LOONY AND THE BEAST
Chapitre 2 : Résistance
OoO
L'après-midi puis la nuit ont été longs et tourmentés pour tous. Dans sa chambre, Luna a étudié chaque objet, chaque bibelot, puis elle a longuement caressé le bois du lit. Dawn lui a apporté deux repas auxquels la jeune femme a à peine touché. Elle l'a aidée à démêler ses longs cheveux, s'extasiant sur leur beauté, mais Luna s'est laissé faire sans répondre, comme si la vie lui avait échappé.
- Mademoiselle ? Oh Mademoiselle ne doit pas pleurer. Est-ce que c'est Dawn qui lui fait mal ? Est-ce que Dawn tire trop sur les cheveux de Mademoiselle ?
Luna a essuyé une larme sur sa joue puis s'est tournée vers la petite elfe et lui a souri un peu tristement.
- Tu fais ça très bien Dawn. Tu dois être habituée à t'occuper des prisonnières de ton maitre.

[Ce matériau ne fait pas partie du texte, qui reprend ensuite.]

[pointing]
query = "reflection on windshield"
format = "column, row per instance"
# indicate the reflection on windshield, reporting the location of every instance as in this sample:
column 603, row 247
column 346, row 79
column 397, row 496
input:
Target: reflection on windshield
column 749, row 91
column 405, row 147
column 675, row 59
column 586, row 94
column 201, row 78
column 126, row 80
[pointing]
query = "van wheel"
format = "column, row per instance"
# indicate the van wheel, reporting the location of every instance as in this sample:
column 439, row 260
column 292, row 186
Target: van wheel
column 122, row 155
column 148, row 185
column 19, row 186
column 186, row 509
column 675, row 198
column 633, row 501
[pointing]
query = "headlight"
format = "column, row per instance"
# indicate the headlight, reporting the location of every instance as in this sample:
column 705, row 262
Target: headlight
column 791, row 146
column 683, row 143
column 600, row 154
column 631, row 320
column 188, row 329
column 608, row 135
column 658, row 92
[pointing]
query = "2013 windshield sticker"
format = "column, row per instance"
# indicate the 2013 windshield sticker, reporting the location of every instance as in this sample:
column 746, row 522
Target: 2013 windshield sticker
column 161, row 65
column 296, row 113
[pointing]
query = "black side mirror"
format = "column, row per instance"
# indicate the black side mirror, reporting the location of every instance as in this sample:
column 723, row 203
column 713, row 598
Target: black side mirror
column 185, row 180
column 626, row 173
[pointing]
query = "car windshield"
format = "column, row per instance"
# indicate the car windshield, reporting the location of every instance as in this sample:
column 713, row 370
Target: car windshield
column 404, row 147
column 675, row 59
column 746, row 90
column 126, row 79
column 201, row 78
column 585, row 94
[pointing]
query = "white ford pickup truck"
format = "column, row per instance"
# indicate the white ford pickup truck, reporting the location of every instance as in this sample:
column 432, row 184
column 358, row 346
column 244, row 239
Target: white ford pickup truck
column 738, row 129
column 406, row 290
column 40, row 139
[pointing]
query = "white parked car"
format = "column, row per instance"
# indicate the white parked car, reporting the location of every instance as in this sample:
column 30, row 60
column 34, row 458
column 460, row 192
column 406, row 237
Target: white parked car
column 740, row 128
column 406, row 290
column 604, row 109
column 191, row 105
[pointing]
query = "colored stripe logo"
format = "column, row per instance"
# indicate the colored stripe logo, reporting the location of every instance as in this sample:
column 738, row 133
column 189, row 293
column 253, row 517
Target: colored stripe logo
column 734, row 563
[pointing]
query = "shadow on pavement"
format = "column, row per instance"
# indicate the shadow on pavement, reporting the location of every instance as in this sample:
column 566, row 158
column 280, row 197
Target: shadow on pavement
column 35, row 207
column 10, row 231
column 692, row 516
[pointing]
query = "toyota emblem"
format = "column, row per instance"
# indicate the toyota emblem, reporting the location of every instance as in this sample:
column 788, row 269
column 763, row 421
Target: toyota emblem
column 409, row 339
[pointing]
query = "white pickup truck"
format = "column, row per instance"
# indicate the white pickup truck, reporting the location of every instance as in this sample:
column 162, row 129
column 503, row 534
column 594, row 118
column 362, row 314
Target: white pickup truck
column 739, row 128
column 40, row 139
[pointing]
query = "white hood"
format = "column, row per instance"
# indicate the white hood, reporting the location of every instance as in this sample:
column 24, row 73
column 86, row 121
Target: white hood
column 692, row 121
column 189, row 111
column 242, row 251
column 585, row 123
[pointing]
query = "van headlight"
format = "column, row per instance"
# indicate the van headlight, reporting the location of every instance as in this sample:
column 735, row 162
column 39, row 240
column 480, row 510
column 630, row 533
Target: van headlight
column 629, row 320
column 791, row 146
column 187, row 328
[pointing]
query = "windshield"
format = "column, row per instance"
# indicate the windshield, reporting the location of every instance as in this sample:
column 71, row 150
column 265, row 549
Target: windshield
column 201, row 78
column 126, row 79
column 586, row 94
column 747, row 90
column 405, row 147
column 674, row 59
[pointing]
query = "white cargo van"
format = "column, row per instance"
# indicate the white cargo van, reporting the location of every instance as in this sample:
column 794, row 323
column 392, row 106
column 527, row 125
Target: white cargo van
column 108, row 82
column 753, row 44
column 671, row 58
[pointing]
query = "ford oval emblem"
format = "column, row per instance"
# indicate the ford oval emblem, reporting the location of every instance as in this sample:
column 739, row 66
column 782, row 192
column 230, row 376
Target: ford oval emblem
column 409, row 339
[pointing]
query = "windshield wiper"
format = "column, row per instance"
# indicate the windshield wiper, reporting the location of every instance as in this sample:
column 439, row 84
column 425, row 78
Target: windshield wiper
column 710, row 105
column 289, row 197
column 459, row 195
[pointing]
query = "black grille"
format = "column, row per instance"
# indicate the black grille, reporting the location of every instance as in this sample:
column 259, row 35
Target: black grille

- Maitre n'a jamais eu de prisonnière avant Mademoiselle. Vous êtes la première à entrer dans le jardin.
La pensée du jardin a tiré un sourire à Luna. Un sourire sincère et doux.
Lorsque le matin arrive, Draco a mal au crane à force de s'user les yeux sur ses livres. Il a gardé le gout de la lecture, de la magie, des expérimentations malgré son statut de bête. C'est peut-être encore pire, d'être encore un homme à l'intérieur, un homme raffiné et cultivé.
Il s'extirpe de son fauteuil, les membres engourdis d'immobilité. Le regard limpide de Luna le hante. Il n'aurait jamais cru qu'elle deviendrait cela, Loufoca. Son étrange cadette de Serdaigle, dont il s'est tant moqué à Poudlard. Il l'a méprisée tout de suite, avec ses airs évaporés et ses centres d'intérêts stupides. Mais ce matin lui semble différent. C'est un matin de plus pourtant, un matin où la luminosité aveuglante de l'automne lui brûle les yeux. Mais c'est un matin différent parce que la vie est entrée dans ce château hier soir et qu'il n'aurait jamais imaginé que ça serait elle, cette fille a demi-folle, qui la lui apporterait.
Il quitte la bibliothèque pour se rendre à la grande salle. Il croise la petite Dawn qui sort des cuisines, un plateau sur les bras.
- Bonjour Maitre.
- Où vas-tu ?
- Apporter son petit déjeuner à Mademoiselle, Maitre.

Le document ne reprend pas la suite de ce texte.